Semester | Summer 2023 |
Course type | Block Seminar |
Lecturer | Jun.-Prof. Dr. Wressnegger |
Audience | Informatik Master & Bachelor |
Credits | 4 ECTS |
Room | 148, Building 50.34 |
Language | English |
Link | TBA |
Registration | https://ilias.studium.kit.edu/goto.php?target=crs%5F2081074&client_id=produktiv |
This seminar is concerned with explainable machine learning in computer security. Learning-based systems often are difficult to interpret, and their decisions are opaque to practitioners. This lack of transparency is a considerable problem in computer security, as black-box learning systems are hard to audit and protect from attacks.
The module introduces students to the emerging field of explainable machine learning and teaches them to work up results from recent research. To this end, the students will read up on a sub-field, prepare a seminar report, and present their work at the end of the term to their colleagues.
Topics cover different aspects of the explainability of machine learning methods for the application in computer security in particular.
Date | Step |
Tue, 18. April, 9:45–11:15 | Primer on academic writing, assignment of topics |
Thu, 27. April | Arrange appointments with assistant |
Tue, 02. May - Fri, 05. May | 1st individual meeting (First overview, ToC) |
Mon, 05. June - Fri, 09. June | 2nd individual meeting (Feedback on first draft of the report) |
Wed, 28. June | Submit final paper |
Mon, 10. July | Submit review for fellow students |
Fri, 14. July | End of discussion phase |
Fri, 21. July | Submit camera-ready version of your paper |
Fri, 28. July | Presentation at final colloquium |
News about the seminar, potential updates to the schedule, and additional material are distributed using the course's matrix room. Moreover, matrix enables students to discuss topics and solution approaches.
You find the link to the matrix room on ILIAS.
Every student may choose one of the following topics. For each of these, we additionally provide two recent top-tier publications that you should use as a starting point for your own research. For the seminar and your final report, you should not merely summarize that paper, but try to go beyond and arrive at your own conclusions.
Moreover, all of these papers come with open-source implementations. Play around with these and include the lessons learned in your report.
Generative Adversarial Networks (GAN) and transformers have led to great advances in many tasks. However, the generative model interpretability is less explored compared to discriminative models. This topic would investigate, and taxonomize existing explanation methods for generative models, point out the difference between distinctive model and generative model explanations, and further discuss limitations.
Concept-based explanations characterize the global behaviour of a DNN with high-level human-understandable concepts. A few recent studies have proposed methods to discover the post-hoc concept-based explanations of trained models based on different assumptions. This work would summarize existing post-hoc methods, discuss their limitations and point out the relations of concept-based explanations to other human interpretable representations.

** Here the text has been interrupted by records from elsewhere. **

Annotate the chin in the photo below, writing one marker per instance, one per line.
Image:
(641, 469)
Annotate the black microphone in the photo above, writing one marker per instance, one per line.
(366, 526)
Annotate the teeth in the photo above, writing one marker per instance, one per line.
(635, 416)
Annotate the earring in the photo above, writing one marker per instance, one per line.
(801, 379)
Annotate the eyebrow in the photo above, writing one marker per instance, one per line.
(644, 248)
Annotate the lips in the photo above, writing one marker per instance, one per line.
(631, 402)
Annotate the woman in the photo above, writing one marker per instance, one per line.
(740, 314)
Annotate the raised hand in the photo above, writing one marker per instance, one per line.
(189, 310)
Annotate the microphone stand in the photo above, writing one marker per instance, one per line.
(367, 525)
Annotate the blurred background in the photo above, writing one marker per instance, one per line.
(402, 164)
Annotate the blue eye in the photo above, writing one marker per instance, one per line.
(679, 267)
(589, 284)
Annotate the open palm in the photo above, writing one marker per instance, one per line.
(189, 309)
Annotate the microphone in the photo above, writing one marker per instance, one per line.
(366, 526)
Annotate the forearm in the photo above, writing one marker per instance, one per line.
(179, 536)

Knowledge-graph (KGs) have been widely applied in various domains for different purposes. It can help machine learning systems to be more explainable and interpretable. The topic would systematize the current knowledge-graph-based explanations and describe the application domains and further discuss the challenges.

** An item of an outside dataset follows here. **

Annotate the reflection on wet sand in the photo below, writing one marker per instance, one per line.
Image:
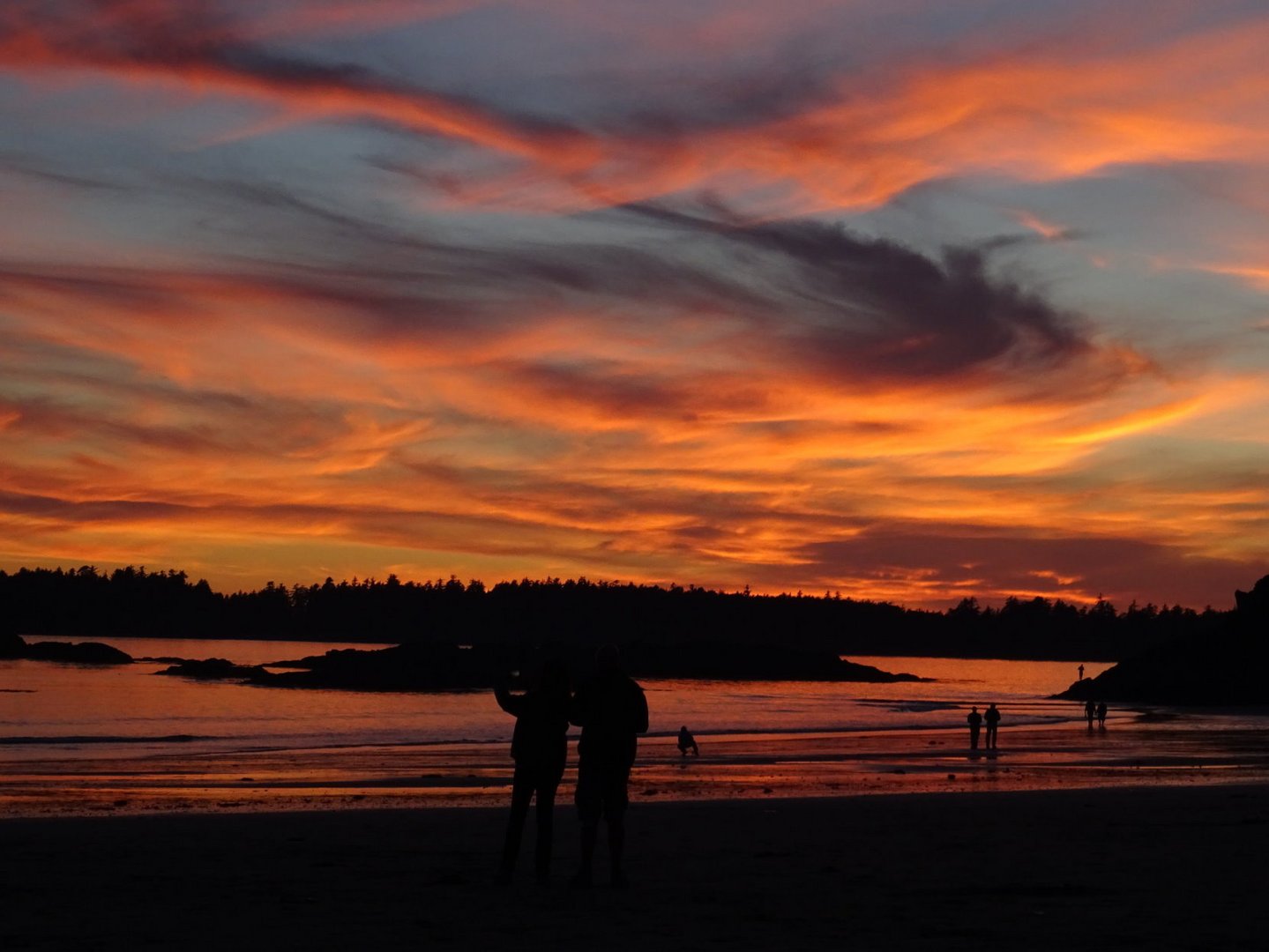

XAI helps to understand which input features contribute to a neural networks output. A variety of explanation methods have been proposed in recent years and more often multiple explanation methods point to different input features. How to choose the best method for a given task? How can we measure the quality of explanations?

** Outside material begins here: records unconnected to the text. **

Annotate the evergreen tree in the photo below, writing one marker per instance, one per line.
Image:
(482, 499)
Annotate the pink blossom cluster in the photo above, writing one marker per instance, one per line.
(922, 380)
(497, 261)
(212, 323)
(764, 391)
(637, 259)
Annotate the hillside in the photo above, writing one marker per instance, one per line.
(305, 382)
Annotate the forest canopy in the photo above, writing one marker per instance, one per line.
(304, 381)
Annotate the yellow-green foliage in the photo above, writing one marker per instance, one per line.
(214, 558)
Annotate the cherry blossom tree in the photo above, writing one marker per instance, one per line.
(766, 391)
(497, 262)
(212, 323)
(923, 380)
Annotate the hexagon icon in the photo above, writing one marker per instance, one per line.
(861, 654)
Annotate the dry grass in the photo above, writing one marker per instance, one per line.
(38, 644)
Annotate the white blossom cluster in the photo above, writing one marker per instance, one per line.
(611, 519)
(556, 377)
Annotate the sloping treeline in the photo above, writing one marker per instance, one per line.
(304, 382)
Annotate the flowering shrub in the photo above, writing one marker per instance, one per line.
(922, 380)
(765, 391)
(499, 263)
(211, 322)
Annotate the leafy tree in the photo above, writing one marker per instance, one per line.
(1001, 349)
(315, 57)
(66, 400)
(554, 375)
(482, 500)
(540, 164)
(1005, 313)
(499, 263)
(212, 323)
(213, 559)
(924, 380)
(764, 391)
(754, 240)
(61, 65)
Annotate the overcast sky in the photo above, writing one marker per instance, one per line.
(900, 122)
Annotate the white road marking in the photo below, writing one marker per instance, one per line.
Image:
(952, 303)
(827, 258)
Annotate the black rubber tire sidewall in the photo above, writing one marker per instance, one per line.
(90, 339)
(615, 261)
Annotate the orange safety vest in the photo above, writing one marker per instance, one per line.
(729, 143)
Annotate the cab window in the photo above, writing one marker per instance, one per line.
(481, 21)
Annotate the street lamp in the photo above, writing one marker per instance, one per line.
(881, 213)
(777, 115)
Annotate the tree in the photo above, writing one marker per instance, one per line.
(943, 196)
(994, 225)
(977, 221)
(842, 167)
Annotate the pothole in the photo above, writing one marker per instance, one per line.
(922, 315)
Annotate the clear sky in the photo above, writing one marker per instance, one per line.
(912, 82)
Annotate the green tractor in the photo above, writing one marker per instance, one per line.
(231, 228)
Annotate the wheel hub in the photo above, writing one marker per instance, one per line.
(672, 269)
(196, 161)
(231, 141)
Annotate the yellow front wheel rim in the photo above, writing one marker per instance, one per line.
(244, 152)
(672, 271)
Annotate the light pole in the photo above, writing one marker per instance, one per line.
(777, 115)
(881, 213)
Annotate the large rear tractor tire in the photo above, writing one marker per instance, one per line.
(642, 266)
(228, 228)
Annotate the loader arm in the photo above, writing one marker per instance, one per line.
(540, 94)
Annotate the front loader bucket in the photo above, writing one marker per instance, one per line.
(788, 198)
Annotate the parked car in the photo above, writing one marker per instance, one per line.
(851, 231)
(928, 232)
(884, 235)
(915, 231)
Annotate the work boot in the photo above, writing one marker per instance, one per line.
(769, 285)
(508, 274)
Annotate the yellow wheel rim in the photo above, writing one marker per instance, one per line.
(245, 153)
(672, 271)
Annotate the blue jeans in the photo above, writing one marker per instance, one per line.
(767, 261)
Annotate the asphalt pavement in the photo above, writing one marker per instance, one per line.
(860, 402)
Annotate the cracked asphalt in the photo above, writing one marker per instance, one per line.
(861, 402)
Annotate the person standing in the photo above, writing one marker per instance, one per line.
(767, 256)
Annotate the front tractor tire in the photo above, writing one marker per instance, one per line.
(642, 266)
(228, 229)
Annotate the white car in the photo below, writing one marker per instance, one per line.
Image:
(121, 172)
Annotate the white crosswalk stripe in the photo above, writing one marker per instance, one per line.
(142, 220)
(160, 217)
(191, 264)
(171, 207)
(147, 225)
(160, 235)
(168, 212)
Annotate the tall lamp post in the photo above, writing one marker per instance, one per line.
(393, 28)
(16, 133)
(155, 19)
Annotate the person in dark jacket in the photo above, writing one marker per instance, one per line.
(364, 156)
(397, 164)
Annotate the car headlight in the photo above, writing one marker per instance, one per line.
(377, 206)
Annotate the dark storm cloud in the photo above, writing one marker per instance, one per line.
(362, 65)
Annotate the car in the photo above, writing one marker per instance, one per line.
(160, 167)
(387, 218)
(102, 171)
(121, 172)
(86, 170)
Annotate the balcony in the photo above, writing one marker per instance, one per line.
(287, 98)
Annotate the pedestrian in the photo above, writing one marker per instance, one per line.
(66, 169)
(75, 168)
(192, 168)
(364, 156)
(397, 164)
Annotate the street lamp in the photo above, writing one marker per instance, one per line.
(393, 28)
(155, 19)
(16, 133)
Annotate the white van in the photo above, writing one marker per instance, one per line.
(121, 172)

Adversarial learning is the method to make machine learning models robust against attacks. Still, the decisions of the model need to be explainable to make the model trustworthy. How does adversarial learning affect explainability? Are robust models easy to explain and understand? Can explainability be used for making the models robust?
Explainable systems are deployed to support transparency, fairness, and trust in AI. However, recent works propose to fairwash the system. Here, the adversarial aim is to obtain a seemingly fair system to pass auditing or validation processes, even if the system shows unfair behaviour and thus its deployment is highly questionable.
It turns that similar to adversarial examples, which attack the classification result, we can fool explanation. Discuss the mean-spirited goals of attacking explanations by outlining general approaches. How can these attacks be defended and how to measure the robustness of XAI methods?
Black box explanations of a machine learning model are generated without using its internal parameters and model-specific characteristics. Are model-agnostic black box explanation methods trustworthy? How do they compare against white box explanation methods in terms of robustness?